NOTAS BIOGRÁFICAS DE UMA DOUTORA IMAGINÁRIA
Não foi no primeiro vestibular, conforme esperado, admitido e aceito.
Era assim.
Há 15 anos, raríssimos passavam na tentativa inicial para o curso de Medicina.
Desistir, tentar outro de portas mais largas, ou mais um ano, estudando ainda mais, e repetir os testes, mais amadurecida.
E no ano seguinte.
E no seguinte.
Até chegar a vez.
Entusiasmada com a beleza e as perspectivas da profissão, aprendeu muito, sempre deixando outro tanto pra depois, que o tempo não era bastante.
Praticou.
No espelho dos mais velhos, trabalhou sem vencimentos.
Projetou-se, no futuro, e em algumas especialidades, simulou a prática.
Imaginou como seriam todos os anos de sua vida, daí pra frente.
Fez ciência.
Pesquisou.
Escreveu trabalhos.
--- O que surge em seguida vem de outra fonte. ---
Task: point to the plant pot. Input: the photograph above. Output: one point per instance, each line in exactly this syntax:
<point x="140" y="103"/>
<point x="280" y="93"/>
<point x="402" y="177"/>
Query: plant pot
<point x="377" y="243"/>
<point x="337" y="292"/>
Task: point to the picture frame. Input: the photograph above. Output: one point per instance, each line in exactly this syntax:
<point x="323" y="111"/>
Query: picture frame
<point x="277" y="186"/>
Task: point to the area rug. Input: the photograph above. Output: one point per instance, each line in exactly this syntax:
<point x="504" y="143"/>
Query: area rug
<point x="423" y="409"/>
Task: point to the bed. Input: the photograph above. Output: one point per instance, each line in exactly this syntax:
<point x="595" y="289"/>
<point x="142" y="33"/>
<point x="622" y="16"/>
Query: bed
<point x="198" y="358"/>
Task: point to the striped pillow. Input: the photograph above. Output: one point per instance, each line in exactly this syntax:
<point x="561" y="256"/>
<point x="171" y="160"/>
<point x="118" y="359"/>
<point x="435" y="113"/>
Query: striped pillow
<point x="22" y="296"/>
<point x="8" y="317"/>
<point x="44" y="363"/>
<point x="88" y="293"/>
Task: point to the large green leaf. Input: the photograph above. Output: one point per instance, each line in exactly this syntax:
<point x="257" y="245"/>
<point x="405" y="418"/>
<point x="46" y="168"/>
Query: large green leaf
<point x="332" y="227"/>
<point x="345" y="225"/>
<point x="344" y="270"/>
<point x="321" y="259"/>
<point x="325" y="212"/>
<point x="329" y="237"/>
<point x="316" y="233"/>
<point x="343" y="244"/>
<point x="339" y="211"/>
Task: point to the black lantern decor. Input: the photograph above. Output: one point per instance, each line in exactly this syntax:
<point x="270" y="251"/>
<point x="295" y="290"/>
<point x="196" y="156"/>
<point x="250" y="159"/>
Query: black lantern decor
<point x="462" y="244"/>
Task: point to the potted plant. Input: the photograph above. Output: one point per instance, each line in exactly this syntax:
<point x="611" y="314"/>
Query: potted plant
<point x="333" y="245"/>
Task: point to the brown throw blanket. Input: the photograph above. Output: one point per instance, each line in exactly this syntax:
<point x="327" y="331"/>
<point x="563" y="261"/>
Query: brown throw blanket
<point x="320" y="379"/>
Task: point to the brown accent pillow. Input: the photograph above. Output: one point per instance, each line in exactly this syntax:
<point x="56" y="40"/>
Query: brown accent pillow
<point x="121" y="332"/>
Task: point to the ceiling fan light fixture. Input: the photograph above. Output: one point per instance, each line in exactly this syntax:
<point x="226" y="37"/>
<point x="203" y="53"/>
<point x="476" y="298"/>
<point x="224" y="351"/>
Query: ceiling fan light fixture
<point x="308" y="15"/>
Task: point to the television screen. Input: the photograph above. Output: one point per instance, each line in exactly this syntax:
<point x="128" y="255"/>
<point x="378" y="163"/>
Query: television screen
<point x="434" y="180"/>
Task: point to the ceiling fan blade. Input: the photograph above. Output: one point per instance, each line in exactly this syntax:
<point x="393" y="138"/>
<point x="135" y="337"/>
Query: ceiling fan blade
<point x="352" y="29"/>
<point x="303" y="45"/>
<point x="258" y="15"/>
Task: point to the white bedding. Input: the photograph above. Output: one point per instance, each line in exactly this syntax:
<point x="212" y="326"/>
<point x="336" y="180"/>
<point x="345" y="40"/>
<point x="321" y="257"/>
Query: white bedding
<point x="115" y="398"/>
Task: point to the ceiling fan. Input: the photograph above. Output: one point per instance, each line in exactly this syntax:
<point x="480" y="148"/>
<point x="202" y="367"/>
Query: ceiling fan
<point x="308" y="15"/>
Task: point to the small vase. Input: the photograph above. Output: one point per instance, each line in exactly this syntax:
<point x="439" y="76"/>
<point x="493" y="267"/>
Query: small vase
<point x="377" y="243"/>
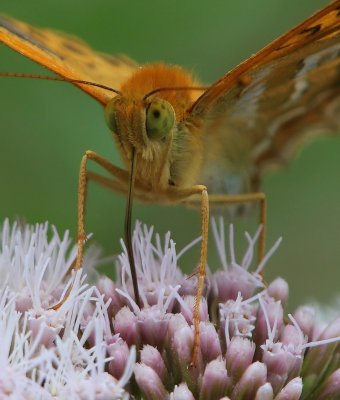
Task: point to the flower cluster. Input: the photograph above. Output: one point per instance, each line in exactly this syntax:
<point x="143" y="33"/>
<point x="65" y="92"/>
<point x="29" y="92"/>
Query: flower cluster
<point x="99" y="344"/>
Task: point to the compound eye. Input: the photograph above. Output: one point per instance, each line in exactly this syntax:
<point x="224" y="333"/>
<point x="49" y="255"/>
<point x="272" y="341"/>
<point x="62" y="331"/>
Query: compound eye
<point x="160" y="119"/>
<point x="110" y="113"/>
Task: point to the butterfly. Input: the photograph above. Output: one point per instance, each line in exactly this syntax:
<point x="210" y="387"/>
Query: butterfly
<point x="180" y="141"/>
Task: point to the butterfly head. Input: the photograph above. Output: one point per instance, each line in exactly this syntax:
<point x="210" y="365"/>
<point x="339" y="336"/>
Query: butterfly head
<point x="145" y="125"/>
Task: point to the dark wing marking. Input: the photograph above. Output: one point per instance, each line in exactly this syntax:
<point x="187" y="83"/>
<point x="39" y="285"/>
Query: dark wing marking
<point x="67" y="56"/>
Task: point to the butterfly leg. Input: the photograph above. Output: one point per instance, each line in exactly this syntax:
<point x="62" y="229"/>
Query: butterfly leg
<point x="257" y="197"/>
<point x="84" y="176"/>
<point x="121" y="175"/>
<point x="181" y="194"/>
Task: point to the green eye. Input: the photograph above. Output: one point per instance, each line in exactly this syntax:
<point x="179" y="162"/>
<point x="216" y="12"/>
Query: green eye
<point x="160" y="119"/>
<point x="110" y="115"/>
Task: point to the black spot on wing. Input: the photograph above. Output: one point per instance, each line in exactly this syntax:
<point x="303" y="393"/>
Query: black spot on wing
<point x="8" y="25"/>
<point x="312" y="30"/>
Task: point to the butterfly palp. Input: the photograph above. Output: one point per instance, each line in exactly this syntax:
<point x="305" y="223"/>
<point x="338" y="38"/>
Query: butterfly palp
<point x="160" y="119"/>
<point x="110" y="115"/>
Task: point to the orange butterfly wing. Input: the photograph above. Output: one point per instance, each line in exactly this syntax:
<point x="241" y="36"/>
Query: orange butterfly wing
<point x="267" y="104"/>
<point x="67" y="56"/>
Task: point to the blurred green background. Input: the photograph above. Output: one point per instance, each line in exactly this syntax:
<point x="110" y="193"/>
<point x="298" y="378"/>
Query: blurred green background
<point x="47" y="126"/>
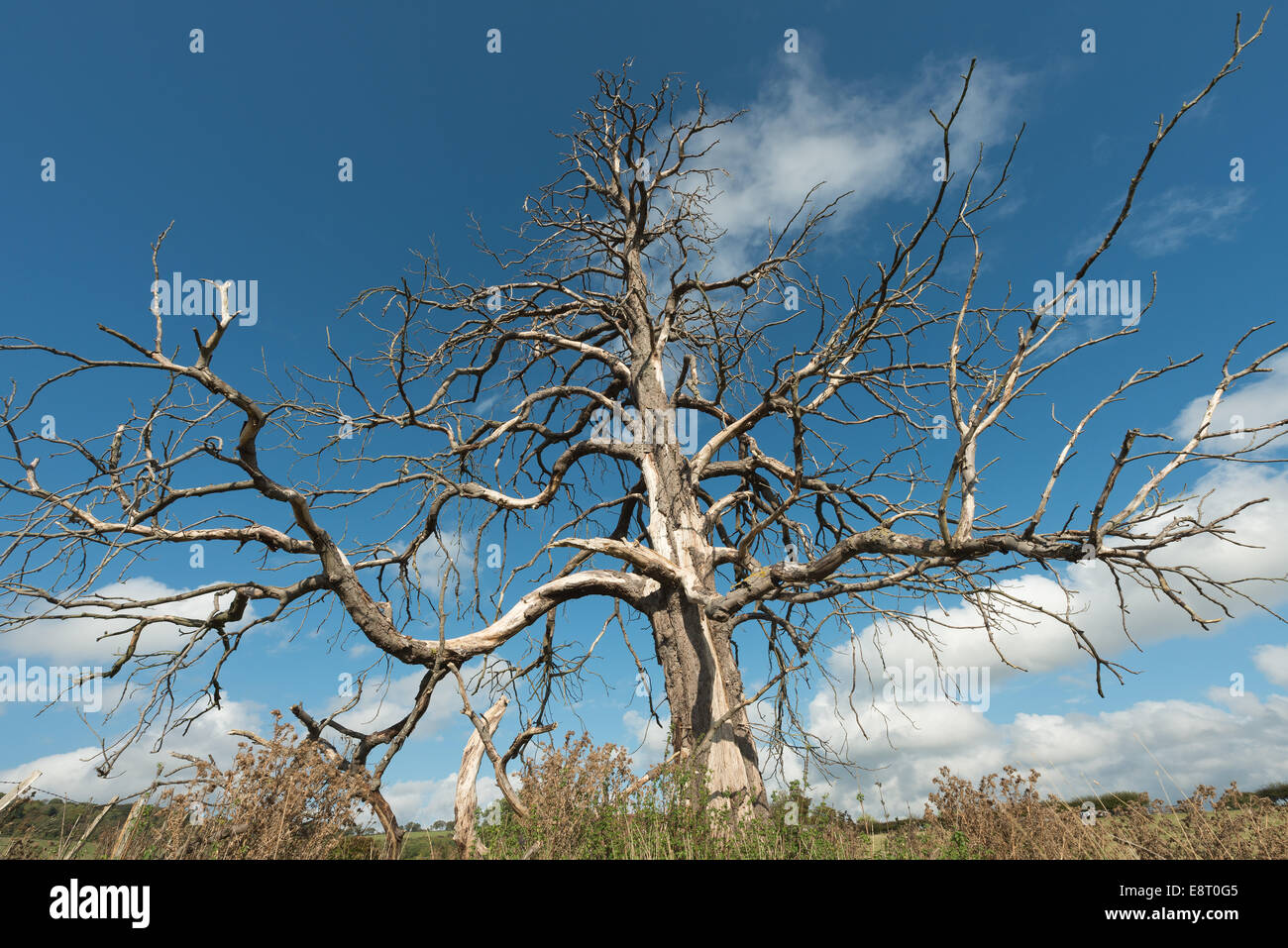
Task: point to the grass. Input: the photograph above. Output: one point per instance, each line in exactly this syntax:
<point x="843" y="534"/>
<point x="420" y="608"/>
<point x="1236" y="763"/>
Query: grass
<point x="283" y="800"/>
Tão bons que os professores-doutores engordaram currículos, assinando embaixo.
Ouviu sugestões e conselhos.
Fez muitas contas.
Amigas migraram para longe, para nunca voltar.
Escolheu ficar perto de casa.
O tempo do vôo solo não tardou.
O coração também dava seus sinais.
Esqueceu os átrios, válvulas e ventrículos.
Era tempo de formar família, com um colega, mais fácil de manter as vidas no mesmo ritmo sinusal.
Aluguel, contas a pagar, um carro, instrumento de trabalho tão útil quanto o estetoscópio, mas com certo status.
E o primeiro filho chegando.
Uma parada para as tarefas de mãe, ou tocar pra frente?
E em pouco tempo, dividir as alegrias da maternidade com uma equipe de babás com agendas tabeladas pelas leis trabalhistas?
Aprovação em concurso e a opção entre o emprego público, ou sem dedicação exclusiva, em vários lugares, como quase todo mundo faz.
Dois. Três. Quatro.
Noites e fins de semana a perder de vida.
Aceitar a faina insalubre, em lugares sem assistência digna, ou cansar de esperar pelas melhorias, sempre prometidas e nunca vindas?
A hora mais difícil.
No campo de batalha.
Na UTI abafada, infiltrada de mofo, desprotegida, sempre lotada, contaminada pela falta de quase tudo que não seja boa vontade e heroismo.
Uma imensa dúvida.
Neste ringue, o inimigo desconhecido pode ser enfrentado com a cara e a coragem?
O adversário mortal que já havia dizimado colegas em países muito mais ricos e hospitais bem aparelhados, seria dominado à unha, sem os adequados equipamentos de proteção individual?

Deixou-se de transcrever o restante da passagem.